Pihak-pihak yang mereka sebut antara lain: eksekutif, legislatif, akademisi, LSM. lembaga agama, kepolisian. BPN. lembaga pendidikan dan lain-lain.  Namun, ketika ditanyakan apakah partai politik juga dapat diharapkan untuk membantu mereka, dengan spontan mereka menolak keterlibatan partai politik.
Hal ini menarik, karena dalam kuasa media massa, politisi (partai politik) berada pada posisi atas dalam porsi pemberitaan, Akibatnya, publik terbombardir oleh opini-opini yang bernuansa politik-kepartaian.  Seharusnnya dengan kekuatan media massa, opini yang terbentuk mampu membuat publik memiliki citra positif terhadap partai politik. Akan tetapi berkaca dari kejadian yang terjadi di Kabupaten Lebong Propinsi Bengkulu tersebut, yang terjadi justru sebaliknya, masyarakat tidak menganggap partai politik mampu membantu mereka, bahkan mereka menolak keterlibatan partai politik untuk terlibat dalam menyelesaikan masalah yang ada dilingkungannya.
Penolakan masyarakat adat di Kabupaten Lebong terhadap pelibatan partai politik dalam kehidupannya menunjukkan rendahnya tingkat kepercayaan masyarakat terhadap partai politik. Sementara itu, para politisi sibuk “menjual” rakyat sebagai komoditas komunikasi politiknya. Nada-nada keberpihakan kepada rakyat memenuhi setiap “dinding kronologi” partai politik. Mereka mengasumsikan bahwa dengan penuhnya “dinding kronologi” dengan suara rakyat akan membuat masyarakat menempelkan aspirasinya.
Partai Politik seharusnya menyadari bahwa urusan untuk mendapatkan simpati dari rakyat, bukanlah dengan memenuhi “dinding kronologi”, akan tetapi dengan memasuki relung-relung terdalam dari “perasaan” masyarakat. Untuk memasuki wilayah rasa tersebut bukanlah dengan menggunakan kekuatan logika, uang, kekuasaan, bujuk rayu, apalagi tipu daya. Anggapan bahwa logika, uang, kekuasaan dan bujuk rayu mampu menumbuhkan rasa simpati tertolak dengan peristiwa yang terjadi pada diskusi publik dengan masyarakat adat di Kabupaten Lebong.
Suara penolakan rakyat terhadap partai politik tidak boleh dianggap sebagai hal yang remeh-temeh.
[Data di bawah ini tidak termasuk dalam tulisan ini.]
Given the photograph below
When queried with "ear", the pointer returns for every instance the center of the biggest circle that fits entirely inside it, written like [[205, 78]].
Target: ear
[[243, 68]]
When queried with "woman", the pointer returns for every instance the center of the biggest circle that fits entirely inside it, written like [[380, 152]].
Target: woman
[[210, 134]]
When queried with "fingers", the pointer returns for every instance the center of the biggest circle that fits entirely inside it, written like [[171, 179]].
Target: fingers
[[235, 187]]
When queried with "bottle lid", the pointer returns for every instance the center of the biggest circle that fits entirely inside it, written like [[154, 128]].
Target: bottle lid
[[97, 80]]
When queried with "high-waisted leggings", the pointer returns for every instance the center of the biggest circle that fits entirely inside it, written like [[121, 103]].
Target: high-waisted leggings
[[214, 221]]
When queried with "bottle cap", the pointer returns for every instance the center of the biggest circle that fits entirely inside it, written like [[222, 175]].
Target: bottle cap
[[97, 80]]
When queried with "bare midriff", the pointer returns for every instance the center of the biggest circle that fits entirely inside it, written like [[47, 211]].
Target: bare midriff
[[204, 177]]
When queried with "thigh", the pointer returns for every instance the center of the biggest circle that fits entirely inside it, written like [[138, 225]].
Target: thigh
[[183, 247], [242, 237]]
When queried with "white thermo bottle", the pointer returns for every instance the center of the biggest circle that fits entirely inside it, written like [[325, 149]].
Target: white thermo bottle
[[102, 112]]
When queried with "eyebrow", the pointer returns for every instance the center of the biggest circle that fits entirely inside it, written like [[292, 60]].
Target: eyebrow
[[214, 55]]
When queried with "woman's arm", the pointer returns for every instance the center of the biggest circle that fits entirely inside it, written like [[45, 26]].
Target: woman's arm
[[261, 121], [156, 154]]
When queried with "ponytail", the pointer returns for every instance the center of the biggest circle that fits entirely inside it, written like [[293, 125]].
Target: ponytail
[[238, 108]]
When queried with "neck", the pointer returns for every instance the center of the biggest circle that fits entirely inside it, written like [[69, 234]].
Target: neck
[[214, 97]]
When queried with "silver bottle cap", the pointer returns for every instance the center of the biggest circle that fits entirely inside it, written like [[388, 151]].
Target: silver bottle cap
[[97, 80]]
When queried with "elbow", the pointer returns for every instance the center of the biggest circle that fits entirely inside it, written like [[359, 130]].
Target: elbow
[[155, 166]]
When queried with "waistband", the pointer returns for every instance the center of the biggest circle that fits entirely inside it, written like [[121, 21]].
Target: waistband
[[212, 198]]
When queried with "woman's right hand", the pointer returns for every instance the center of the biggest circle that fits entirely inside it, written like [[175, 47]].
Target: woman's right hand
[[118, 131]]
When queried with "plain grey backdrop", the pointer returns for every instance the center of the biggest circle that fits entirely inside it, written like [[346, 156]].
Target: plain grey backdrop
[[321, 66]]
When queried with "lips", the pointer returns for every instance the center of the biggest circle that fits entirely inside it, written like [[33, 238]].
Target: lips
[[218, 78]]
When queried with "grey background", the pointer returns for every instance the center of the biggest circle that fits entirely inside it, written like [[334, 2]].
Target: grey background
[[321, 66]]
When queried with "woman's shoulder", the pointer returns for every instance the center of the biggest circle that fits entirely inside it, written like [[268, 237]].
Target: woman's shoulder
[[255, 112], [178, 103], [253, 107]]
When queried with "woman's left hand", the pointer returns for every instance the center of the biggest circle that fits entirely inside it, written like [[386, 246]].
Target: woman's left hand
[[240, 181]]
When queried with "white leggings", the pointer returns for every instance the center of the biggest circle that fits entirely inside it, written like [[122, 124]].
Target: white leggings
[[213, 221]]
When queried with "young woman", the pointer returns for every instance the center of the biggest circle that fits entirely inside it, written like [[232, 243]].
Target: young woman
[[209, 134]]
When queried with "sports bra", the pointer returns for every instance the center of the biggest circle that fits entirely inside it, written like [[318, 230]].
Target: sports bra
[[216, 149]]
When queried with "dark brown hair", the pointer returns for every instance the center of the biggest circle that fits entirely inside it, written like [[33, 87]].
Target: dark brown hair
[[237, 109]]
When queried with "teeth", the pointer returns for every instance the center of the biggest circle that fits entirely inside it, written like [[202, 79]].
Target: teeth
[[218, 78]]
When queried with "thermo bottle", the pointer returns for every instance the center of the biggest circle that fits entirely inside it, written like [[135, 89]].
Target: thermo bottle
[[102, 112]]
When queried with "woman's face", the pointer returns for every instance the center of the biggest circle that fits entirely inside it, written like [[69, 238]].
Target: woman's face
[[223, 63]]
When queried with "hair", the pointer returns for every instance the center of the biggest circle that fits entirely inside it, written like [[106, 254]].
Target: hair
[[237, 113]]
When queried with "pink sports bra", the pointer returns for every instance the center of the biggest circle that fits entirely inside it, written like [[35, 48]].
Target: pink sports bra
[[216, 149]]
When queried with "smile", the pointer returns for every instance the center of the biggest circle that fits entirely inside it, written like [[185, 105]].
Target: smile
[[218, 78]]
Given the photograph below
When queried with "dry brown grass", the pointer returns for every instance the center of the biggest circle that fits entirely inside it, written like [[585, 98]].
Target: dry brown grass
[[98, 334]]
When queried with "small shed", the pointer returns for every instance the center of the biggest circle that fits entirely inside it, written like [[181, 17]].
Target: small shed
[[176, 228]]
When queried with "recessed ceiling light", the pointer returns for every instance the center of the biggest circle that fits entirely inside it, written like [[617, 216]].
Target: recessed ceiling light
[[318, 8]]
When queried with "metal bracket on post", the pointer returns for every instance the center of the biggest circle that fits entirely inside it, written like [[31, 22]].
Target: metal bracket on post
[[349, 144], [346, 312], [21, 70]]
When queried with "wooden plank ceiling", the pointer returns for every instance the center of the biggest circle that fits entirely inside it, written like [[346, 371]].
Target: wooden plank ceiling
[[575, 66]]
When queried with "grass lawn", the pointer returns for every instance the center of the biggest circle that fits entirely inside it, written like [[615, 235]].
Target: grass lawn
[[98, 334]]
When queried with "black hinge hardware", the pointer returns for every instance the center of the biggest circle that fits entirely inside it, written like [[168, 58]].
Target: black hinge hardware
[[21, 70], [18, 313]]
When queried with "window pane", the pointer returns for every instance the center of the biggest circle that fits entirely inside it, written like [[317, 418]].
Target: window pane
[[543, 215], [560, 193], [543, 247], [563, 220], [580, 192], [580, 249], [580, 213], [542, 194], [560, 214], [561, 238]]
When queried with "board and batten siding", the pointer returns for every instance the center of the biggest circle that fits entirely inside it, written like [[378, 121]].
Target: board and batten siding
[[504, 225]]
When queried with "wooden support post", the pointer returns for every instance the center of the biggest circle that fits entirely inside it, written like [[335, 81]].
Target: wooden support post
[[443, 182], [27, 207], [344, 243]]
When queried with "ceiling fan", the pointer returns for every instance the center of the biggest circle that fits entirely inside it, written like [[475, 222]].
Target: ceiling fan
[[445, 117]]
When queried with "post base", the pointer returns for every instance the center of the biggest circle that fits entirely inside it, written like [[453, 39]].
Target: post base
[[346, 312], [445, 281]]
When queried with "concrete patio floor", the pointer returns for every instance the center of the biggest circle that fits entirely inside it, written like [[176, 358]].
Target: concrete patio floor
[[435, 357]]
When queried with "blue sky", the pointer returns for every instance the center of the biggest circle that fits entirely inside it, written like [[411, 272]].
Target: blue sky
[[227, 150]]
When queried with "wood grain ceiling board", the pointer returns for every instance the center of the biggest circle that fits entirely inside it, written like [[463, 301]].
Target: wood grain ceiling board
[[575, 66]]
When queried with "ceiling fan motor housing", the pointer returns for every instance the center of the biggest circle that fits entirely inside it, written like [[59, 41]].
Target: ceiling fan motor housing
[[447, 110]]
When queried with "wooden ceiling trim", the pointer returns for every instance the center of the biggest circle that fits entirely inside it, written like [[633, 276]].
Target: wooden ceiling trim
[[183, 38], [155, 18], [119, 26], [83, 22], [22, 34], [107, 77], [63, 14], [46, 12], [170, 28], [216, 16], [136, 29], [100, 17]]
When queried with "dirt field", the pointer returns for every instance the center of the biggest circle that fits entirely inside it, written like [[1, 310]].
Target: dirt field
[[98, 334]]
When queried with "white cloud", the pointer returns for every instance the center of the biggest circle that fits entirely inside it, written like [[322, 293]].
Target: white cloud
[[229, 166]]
Hal ini merupakan agenda penting, serius dan mendesak untuk segera dicari solusinya, karena partai politik merupakan instrumen terpenting dalam piranti demokrasi modern.
Dalam sistem demokrasi modern, wacana terpenting yang mesti diperhatikan adalah bagaimana “menangkap” perasaan masyarakat kemudian memformulasinya dalam konsep=kensep kemasyarakatan dan mampu menterjemahkannya dalam tataran praksis. Selagi partai politik hanya bergerak di wilayah jargon semata maka hal itu berarti menunggu saat-saat kematian partai politik. Dan. akhirnya partai politik akan dianggap oleh masyarakat sebagai “sampah demokrasi”.